暗い外と部屋を仕切る襖をあけると、そこに太陽はいなかった。あったのは遠くに見える赤い、赤い、月。疑いが確信に変わった。


「っ、セイバー!」


とにかく彼女を呼ばなくては、とっさにその名を口にした。
俺のいた部屋の隣の襖が勢いよく開けられた。そこから出てきたのは私服姿の彼女ではなく、鎧を身に付けた、まさに騎士。


「シロウ、強い魔力がこちらに向かってきます!」


セイバーは剣を構える。
彼女が見据える方を見ると、塀を飛び越え何かが敷地に入ってきた。
人間でないそれらはもはや化け物。遠慮などする必要ないことを物語っていた。

すると少し離れた部屋からドォンと爆音が聞こえた。今度はなんだとそっちをみた。するとこちらに向かって走ってくるのは遠坂。
手に持っているのは"宝石"。きっとさっきの爆音の原因だ。


「とにかく!こいつら全部倒すぞ!」


すぐに俺も武器を投影する。そしてセイバーと共に敵の中に突っ込んでいく。


そいつらは斬るとすぐに煙となって消えていった。だがそれを図ったかのようにまた増えていく。きりがない。
どうすれば減るのか考えていると、頭に何か小さいものが落ちてきた。地面に落ちたそれを見ると、"宝石"だった。
みたことがある、その"宝石"は。
拾おうとして手を伸ばしたとき、


「下がってください、シロウ!」


セイバーに思いっきり引っ張られた。
後ろに尻もちをついてあの"宝石"は、とその方向をみると、"宝石"は黒い煙に包まれ姿を変え、俺が倒していた化け物に姿を変えた。


「ど、どういうことですか...!」


セイバーがその化け物を切り捨てると煙になって消えていく。だがすぐに空から別の"宝石"が降ってくる。
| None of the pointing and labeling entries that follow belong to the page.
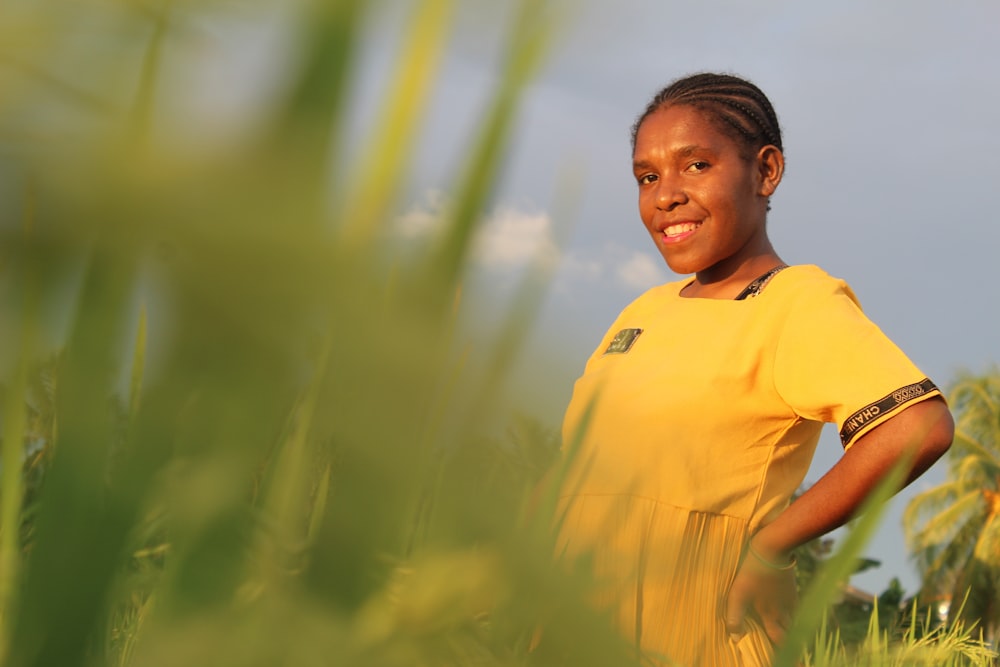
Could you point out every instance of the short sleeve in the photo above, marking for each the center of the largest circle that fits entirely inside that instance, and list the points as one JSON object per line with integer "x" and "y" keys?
{"x": 833, "y": 364}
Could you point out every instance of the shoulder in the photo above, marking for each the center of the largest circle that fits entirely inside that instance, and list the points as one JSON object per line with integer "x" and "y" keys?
{"x": 808, "y": 283}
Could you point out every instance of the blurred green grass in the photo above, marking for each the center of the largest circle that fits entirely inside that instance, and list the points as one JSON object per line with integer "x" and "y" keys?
{"x": 255, "y": 434}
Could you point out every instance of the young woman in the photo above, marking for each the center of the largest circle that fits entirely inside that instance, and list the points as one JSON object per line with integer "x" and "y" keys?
{"x": 699, "y": 412}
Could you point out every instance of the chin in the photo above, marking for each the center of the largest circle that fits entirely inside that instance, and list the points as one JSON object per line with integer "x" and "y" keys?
{"x": 683, "y": 267}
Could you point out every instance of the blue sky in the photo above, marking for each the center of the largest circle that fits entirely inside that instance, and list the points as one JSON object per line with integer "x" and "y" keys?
{"x": 889, "y": 115}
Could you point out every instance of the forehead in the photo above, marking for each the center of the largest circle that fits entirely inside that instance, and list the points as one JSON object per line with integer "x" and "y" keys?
{"x": 681, "y": 127}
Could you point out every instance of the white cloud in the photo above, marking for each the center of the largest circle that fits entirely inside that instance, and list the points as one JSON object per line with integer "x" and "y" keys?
{"x": 507, "y": 239}
{"x": 639, "y": 270}
{"x": 510, "y": 239}
{"x": 425, "y": 217}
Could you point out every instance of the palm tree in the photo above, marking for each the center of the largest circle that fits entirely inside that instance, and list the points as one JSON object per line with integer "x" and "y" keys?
{"x": 953, "y": 529}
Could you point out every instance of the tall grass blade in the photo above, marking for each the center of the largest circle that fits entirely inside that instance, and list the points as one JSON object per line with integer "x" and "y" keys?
{"x": 837, "y": 569}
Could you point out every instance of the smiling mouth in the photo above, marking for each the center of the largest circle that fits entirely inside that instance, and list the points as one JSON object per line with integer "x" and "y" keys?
{"x": 680, "y": 229}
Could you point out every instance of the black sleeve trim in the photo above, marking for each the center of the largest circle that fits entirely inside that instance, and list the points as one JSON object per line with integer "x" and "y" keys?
{"x": 885, "y": 405}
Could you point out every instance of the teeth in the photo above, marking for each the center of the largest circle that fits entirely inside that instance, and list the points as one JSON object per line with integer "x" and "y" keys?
{"x": 674, "y": 230}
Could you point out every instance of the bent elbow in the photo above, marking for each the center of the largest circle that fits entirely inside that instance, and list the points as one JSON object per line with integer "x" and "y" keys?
{"x": 938, "y": 438}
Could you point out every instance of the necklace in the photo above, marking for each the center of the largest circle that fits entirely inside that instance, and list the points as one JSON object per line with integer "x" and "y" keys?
{"x": 755, "y": 287}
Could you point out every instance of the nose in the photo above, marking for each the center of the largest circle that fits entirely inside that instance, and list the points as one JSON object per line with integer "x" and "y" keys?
{"x": 669, "y": 193}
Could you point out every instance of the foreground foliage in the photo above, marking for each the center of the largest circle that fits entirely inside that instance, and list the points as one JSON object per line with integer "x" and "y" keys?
{"x": 238, "y": 427}
{"x": 954, "y": 528}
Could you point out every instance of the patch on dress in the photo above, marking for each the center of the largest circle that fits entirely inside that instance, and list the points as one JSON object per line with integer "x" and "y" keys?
{"x": 623, "y": 341}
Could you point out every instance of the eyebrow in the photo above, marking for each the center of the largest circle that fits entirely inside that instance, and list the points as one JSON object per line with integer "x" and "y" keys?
{"x": 682, "y": 152}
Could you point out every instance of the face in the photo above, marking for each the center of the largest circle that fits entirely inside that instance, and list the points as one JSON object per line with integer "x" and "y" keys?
{"x": 703, "y": 203}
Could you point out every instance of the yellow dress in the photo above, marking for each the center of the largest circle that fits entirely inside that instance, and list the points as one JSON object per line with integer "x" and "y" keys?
{"x": 692, "y": 425}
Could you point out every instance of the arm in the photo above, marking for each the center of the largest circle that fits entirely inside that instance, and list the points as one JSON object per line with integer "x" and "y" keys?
{"x": 920, "y": 433}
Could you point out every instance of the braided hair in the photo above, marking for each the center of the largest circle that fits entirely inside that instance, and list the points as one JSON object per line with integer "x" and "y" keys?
{"x": 736, "y": 106}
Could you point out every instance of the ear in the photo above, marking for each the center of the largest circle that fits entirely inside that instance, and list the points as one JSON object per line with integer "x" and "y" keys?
{"x": 771, "y": 167}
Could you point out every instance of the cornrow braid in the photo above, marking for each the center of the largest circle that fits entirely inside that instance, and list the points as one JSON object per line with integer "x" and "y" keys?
{"x": 737, "y": 107}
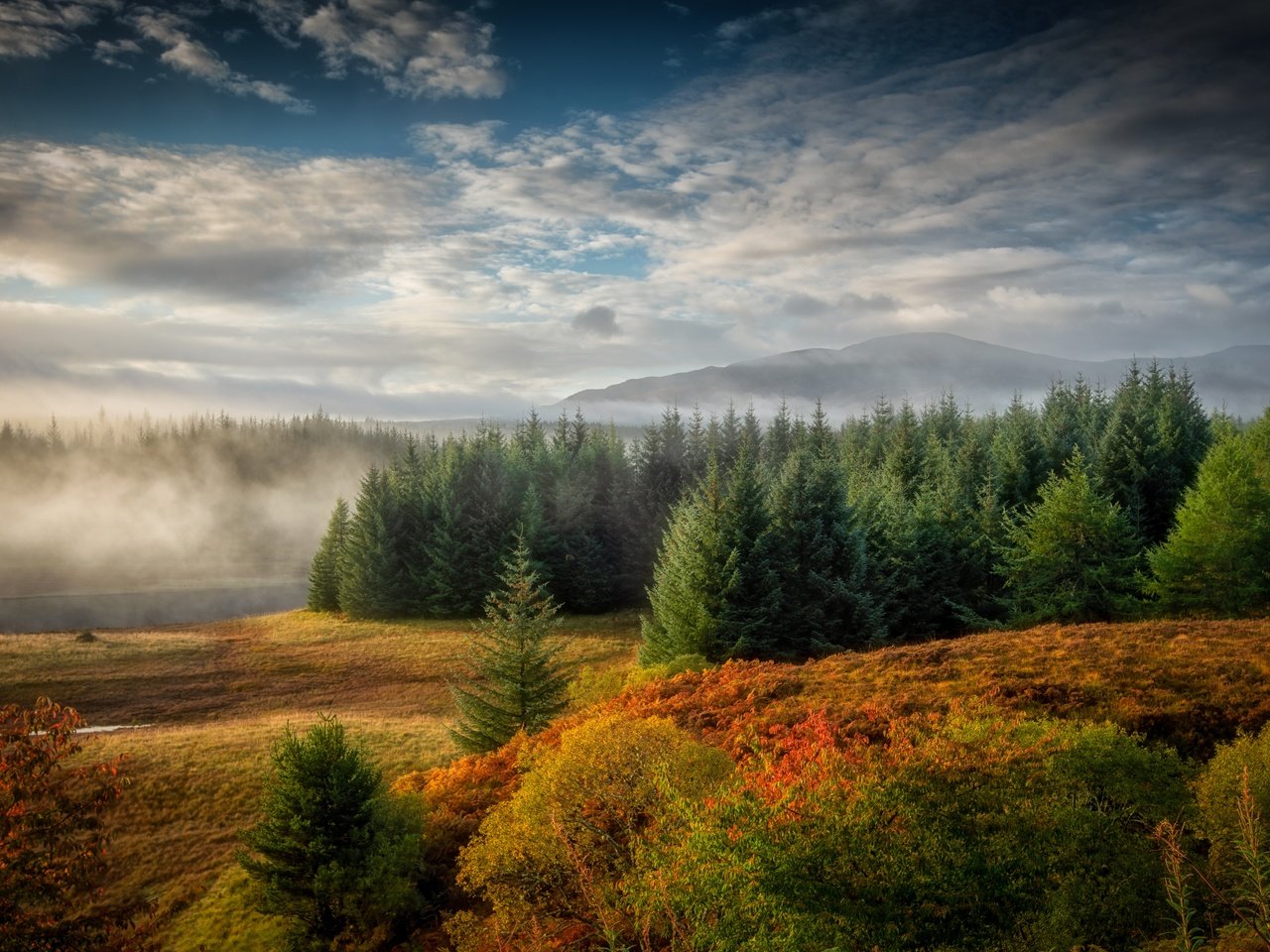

わかっていた。"宝石"でこんなことができるのはあいつだけだって。でもなんでこんなことをするのかわからなかった。
空を見上げると無数の"宝石"が落ちてくるのが見えた。まるであいつが泣いてるみたいじゃないか。

すると暗い空に青い閃光が駆け抜けた。すぐに立ち上がりその閃光を目で追いかけたがもういない。
でもすぐに理解した。あの閃光は"なまえを助けにいった"んだって。